The quarterly earnings cycle rarely leaves us much room to talk about our broad sector recommendations in our Special Opportunities portfolio — Financial Select Sector (XLF) and US Energy ETF (IYE), notes Todd Shaver, editor of Bull Market Report.

Our thesis on both the big banks that dominate the financial sector and the oil producers that play a similar role in Energy is simple. They’re not necessarily going anywhere special in the foreseeable future.

They are, however, trading at levels that imply substantial upside if anything but a doomsday scenario. To use language we rarely employ here, they’re “cheap,” which makes them ideal "special opportunities."

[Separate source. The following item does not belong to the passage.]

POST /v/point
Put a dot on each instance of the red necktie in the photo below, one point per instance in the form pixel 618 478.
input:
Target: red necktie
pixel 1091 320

We aren’t betting on interest rates, commodity prices or any other external factor transforming any of these stocks. While that counts as investment logic for a lot of people, as far as we’re concerned it amounts to leaning on hope instead of hard numbers.

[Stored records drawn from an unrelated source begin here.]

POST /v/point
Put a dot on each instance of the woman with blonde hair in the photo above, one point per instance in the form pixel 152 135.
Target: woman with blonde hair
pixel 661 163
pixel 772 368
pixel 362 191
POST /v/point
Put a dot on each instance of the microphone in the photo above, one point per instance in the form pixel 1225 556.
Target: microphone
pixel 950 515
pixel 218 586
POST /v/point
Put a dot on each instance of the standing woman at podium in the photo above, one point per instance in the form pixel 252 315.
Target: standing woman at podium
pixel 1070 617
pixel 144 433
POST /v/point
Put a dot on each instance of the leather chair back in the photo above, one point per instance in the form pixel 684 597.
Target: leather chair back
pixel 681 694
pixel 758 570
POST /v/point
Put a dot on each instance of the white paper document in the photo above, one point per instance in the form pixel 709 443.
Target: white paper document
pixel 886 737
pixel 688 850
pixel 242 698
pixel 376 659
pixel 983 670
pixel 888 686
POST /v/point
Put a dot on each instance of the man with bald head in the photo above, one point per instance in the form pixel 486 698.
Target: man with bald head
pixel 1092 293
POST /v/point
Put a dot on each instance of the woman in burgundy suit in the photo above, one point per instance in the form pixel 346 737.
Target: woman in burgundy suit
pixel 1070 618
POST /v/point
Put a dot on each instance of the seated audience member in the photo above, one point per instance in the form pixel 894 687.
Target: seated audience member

Maybe a barrel of oil will eventually surge beyond $100 and the next wave of Fed tightening moves will give all lenders a pure-profit windfall. In that event, we’ll lead the cheering. But if that miracle doesn’t happen, the downside was limited by the time we launched coverage.

Furthermore, the banks in particular are making their own miracles. Depending on the metric you use, key Financial Select Sector constituents are on track to expand their earnings 7% to 19% this year, which means that from a growth perspective they’re running rings around the market as a whole.

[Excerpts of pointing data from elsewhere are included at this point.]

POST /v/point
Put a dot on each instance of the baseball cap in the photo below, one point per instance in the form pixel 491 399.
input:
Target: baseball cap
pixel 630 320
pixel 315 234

While plenty of our technology recommendations are growing a lot faster (and are thus more attractive on an individual basis), we’d rather be in the financials than anywhere else, especially when you consider that these stocks collectively carry a 13X earnings valuation.

The banks provide better-than-average growth at a deep discount. If they didn’t move as a block, we’d replace the broad ETF with recommendations on the best companies in the space, but for now, there’s no real point in maintaining that level of differentiated coverage.

Energy is a slightly different story because year-over-year earnings comparisons are a lot harder and the stocks are more closely tied to commodity prices.

We’re here primarily to hedge against global tension spilling over into a 1970s-style inflationary shock. If, for example, Iran or another Persian Gulf country melted down, fuel markets around the world would reel before regaining their balance.

US Energy would cushion us in that event, giving us a winner to liquidate while we wait for the rest of our universe to recover. That’s a good thing. And in the longer term, the US Energy ETF is the place to be.

With the United States pivoting from energy imports to become a credible exporter, the companies that this ETF owns have a bright future on the global stage.

When other countries are facing declining reserves and vast drilling costs, our producers here at home have the technology and the expertise to exploit fields that would have been impossible to even find five years ago. One day these stocks will be valued like technology companies. We’re here for that day.